Grown-ups aren't supposed to draw. Sure, there are some exceptions - artists, say, or childcare workers. But serious adults, with serious jobs and serious lives?
The last time I sat down with a sketch pad and a pile of coloured pencils was in 1993 - just before I dropped art at high school in favour of subjects considered likely to lead to a ''proper'' career (only to end up in journalism).
Having an artist mother was a constant reminder of the precarious nature of creativity. Her wildly imaginative ways meant I had some of the best fancy-dress costumes of any kid in my class, but sales of her paintings didn't exactly provide a steady income. Instead, she relied on my father - a serious man, in a serious profession - to hand over weekly housekeeping payments. This would not be my fate. So, apart from the odd doodle, I became a woman of words.
A month ago, something changed. A month ago, I became addicted to Draw Something.
The finger-painting app, which in March hit 50 million downloads in 50 days - faster than any game in mobile app history - challenges players to draw words on their phone or tablet computer screens for opponents to guess. A cross between Scrabble and Pictionary, it rewards correct answers with virtual coins, which can be used to buy more colours or make it easier to pick the right word from a selection of letters. Opponents could be friends or strangers and the app keeps a tally of winning streaks between each pair.
Simple? Astonishingly. Fun? Enormously. Addictive? Like crack cocaine. But it's more than that.
My favourite stranger is a guy with a spectacle-wearing lion as his profile pic. He consistently chooses the toughest words, worth the most coins. Not only can he draw, he has faith in my ability to pick the tricky ones.
Some of the best games are with Facebook friends I haven't seen in years. A woman I've known since primary school draws remarkable trucks. When I scrawl a compliment on the screen, she writes back explaining it's because she's now the mother of three boys. We start emailing and fill each other in on the details of our lives.
The most surprising opponent has been my brother. For nearly 20 years our interactions have been mostly good-natured but sporadic. Since he joined the army as a university student, we've had little in common. This game has given us a new language. His pictures remind me of the hours he spent as a boy sketching his carnivorous plant collection.
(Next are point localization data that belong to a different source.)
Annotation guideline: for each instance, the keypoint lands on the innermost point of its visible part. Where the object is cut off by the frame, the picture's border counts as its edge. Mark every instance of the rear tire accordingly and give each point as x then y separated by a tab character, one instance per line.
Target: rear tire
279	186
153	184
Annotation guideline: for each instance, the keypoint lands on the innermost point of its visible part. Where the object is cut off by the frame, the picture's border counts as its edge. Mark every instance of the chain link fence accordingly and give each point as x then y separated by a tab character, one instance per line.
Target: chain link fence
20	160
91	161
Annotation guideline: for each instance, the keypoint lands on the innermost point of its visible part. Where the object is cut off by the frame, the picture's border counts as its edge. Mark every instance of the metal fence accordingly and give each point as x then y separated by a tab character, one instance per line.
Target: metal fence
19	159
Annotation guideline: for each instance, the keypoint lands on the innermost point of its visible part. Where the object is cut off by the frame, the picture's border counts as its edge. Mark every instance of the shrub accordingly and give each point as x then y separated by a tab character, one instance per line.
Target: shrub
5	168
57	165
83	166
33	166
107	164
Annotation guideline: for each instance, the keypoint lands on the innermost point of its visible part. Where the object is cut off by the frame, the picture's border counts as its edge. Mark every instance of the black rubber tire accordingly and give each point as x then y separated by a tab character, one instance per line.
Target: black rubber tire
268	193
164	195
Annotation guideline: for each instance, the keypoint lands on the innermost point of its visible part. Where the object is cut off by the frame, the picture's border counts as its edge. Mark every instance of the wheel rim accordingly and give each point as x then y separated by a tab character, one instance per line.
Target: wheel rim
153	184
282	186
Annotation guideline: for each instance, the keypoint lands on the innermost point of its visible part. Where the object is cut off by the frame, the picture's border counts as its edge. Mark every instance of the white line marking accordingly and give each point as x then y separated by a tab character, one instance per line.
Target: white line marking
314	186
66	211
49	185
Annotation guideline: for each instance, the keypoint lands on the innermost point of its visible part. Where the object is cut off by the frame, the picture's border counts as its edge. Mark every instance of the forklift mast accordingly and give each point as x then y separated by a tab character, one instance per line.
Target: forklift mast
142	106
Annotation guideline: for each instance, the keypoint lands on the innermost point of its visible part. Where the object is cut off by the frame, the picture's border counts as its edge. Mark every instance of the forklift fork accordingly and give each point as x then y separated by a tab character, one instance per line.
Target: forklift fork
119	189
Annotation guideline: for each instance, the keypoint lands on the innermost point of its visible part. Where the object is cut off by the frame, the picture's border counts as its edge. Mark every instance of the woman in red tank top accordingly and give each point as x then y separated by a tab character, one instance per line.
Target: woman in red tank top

I collapse into giggles as I watch him draw two naked figures ascending into the sky with a man who looks like Jesus. The word? Rapture. I congratulate him on the masterpiece when we speak a few days later and he tells me about his new job in the civilian world.
Our winning streak swiftly climbs to 50, then 80. For the past fortnight, we've been stuck on 99. The game's creators have admitted they never thought anyone would reach that score, so they didn't build in a capacity for it to go higher. The latest update fixes this.
My initial obsession with Draw Something has worn off. Too many opponents have resorted to writing words over their pictures, and too many of the same words crop up again and again. It's been weeks since the game kept me up till the wee small hours.
I still log on now and then. My first child is due in July and sometimes I can feel it kicking while I'm playing. I quietly hope it's inheriting its grandmother's artistic talents. Or at the very least, happily marinating in its mother's belly laughs when the next picture from her brother arrives.